三人一前一后地回了李家,脸色都不太好。李夫郎奇怪的视线在三人身上扫了一圈,最后停在了萧容身上,白芷阳正想着怎么介绍,萧容嘴角一弯已然笑道:“我是芷阳的夫君。”

他虽然带着和气的笑容,可一眼瞧去却总觉得不那么好亲近。而且那夫君二字吐气依旧轻飘飘的,却瞬间让三场三人变了脸色。只不过白芷阳投向他的目光复杂,而李夫郎却是震惊。这白姑娘说什么游离在外,指不定是离家出走呢,这么要强的夫君谁受得了啊?不对——李夫郎又看了他

一眼,却发现这少年还是未出阁打扮,难道是未婚夫?

萧容不怎么喜欢他的打量,干脆也不理他,转而问白芷阳:“你住哪儿?”白芷阳下意识地一指

左边,萧容便直直朝那屋子走去,一推门便将包裹外桌上一放。白芷阳怕他淋雨一边给他撑伞一边跟着进了屋,就见他拆开行李突然将里头的衣服全拿出来一把拉开柜子全数放在她的衣服上,动作行云流水得好像他就是这儿的男主子一样。

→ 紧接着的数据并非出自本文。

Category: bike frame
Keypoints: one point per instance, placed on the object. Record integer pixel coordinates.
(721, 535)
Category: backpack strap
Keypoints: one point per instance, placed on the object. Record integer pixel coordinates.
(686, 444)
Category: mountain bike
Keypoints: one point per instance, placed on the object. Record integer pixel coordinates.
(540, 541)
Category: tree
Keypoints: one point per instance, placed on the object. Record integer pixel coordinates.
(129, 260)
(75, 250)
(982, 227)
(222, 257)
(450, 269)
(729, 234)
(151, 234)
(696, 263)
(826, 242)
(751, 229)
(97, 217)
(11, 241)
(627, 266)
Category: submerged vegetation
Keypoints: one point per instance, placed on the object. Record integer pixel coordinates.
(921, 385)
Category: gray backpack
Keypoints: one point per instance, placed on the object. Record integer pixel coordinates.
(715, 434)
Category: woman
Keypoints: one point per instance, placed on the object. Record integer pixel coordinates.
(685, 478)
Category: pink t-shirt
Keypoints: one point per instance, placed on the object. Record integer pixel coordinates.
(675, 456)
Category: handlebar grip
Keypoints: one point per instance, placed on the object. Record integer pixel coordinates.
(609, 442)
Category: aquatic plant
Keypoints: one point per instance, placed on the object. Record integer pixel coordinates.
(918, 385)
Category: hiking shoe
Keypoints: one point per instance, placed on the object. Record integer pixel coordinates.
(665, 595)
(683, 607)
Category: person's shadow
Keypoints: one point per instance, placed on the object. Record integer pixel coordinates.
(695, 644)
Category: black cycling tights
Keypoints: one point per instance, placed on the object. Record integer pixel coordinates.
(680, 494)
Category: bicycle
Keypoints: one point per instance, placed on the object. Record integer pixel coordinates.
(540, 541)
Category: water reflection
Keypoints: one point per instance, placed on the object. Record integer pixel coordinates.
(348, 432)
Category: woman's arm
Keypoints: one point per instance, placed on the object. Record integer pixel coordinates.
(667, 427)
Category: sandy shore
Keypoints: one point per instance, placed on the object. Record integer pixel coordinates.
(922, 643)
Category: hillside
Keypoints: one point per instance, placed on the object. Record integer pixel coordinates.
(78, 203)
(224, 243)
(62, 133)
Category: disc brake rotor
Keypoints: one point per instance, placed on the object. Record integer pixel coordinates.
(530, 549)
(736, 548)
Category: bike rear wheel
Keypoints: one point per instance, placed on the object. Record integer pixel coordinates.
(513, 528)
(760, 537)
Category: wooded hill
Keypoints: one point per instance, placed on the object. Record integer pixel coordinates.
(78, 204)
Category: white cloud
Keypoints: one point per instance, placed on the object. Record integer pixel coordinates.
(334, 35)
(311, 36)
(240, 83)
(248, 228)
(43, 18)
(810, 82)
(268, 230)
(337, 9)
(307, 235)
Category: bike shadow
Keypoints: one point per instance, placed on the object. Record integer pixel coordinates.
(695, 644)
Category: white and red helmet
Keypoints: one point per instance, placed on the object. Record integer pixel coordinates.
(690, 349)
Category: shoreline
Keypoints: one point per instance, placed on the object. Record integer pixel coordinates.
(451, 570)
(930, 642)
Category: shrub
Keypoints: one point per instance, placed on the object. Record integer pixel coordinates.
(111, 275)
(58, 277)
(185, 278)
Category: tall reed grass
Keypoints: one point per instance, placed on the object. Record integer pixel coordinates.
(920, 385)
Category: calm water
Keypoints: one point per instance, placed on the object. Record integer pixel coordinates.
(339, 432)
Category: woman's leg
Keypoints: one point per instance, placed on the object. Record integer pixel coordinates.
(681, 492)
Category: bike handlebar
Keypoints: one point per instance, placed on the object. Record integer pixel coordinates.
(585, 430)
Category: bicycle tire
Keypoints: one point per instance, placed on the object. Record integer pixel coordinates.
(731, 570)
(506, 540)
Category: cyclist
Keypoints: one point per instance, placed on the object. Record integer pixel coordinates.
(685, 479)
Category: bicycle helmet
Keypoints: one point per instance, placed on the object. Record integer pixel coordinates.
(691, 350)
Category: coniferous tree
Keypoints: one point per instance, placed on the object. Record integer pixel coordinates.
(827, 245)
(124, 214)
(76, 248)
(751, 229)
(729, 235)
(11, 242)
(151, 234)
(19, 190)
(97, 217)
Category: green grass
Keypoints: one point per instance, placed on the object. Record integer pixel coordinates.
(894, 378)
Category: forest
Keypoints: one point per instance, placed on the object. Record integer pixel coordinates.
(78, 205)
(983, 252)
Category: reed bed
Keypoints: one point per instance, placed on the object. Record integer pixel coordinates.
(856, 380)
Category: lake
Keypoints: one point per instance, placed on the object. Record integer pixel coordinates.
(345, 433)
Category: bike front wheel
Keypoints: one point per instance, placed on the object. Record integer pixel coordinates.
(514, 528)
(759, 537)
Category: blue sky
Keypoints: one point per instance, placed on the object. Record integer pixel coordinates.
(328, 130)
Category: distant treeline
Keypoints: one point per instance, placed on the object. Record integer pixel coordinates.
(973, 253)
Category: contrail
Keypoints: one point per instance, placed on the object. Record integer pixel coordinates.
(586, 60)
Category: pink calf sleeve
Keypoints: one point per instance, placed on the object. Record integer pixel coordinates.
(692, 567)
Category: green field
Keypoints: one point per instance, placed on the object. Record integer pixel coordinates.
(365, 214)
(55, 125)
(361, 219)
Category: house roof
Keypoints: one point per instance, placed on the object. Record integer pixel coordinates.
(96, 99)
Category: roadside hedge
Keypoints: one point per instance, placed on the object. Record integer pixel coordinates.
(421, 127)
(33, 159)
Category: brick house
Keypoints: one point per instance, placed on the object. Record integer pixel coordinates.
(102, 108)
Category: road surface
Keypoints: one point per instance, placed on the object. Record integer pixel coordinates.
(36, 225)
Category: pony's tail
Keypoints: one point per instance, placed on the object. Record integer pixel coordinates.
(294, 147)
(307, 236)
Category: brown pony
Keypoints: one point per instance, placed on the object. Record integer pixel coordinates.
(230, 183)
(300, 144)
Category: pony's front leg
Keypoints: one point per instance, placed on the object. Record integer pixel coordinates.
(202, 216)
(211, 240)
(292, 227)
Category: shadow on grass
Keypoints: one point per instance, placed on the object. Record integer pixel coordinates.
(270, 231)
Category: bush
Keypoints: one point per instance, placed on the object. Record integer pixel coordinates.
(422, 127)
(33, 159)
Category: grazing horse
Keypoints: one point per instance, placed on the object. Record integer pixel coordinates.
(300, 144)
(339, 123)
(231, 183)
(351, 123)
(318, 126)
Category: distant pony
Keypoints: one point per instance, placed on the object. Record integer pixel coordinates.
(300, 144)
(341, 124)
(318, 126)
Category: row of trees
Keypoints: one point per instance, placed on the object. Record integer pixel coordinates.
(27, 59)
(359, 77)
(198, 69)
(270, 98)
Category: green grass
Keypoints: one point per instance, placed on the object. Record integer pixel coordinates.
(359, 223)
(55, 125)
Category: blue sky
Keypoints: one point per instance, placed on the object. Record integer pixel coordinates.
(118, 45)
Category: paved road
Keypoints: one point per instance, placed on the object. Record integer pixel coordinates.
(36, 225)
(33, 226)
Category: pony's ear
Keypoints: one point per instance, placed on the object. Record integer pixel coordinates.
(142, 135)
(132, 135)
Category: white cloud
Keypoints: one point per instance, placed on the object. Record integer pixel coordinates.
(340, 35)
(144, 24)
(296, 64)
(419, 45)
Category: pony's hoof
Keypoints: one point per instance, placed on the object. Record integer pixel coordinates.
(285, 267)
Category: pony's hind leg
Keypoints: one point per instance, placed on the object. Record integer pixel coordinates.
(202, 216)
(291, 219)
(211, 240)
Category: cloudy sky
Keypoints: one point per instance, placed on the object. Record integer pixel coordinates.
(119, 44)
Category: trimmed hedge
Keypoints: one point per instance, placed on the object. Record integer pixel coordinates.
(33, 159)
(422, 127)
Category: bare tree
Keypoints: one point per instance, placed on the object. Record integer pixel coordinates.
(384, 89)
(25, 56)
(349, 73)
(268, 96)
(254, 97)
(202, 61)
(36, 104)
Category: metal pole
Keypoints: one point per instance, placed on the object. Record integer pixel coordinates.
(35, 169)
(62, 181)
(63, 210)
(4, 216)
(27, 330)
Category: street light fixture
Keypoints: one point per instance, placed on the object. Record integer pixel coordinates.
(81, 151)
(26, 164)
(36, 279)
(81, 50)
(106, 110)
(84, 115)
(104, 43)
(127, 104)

白芷阳脑子有点打结,“殿下——”刚开了个口就被萧容斜了一眼,“在外头还那么叫我?”

“唔。”白芷阳好不容易找回了声音就被他这么打断,一下子又不知道说什么了。萧容看她傻站在那里,也不晓得顺着自己的话头叫得亲密些,只觉心里堵得慌,明明知道两人没什么,可就是忍不住问道:“刚才送我来的那个男子长得不错啊。”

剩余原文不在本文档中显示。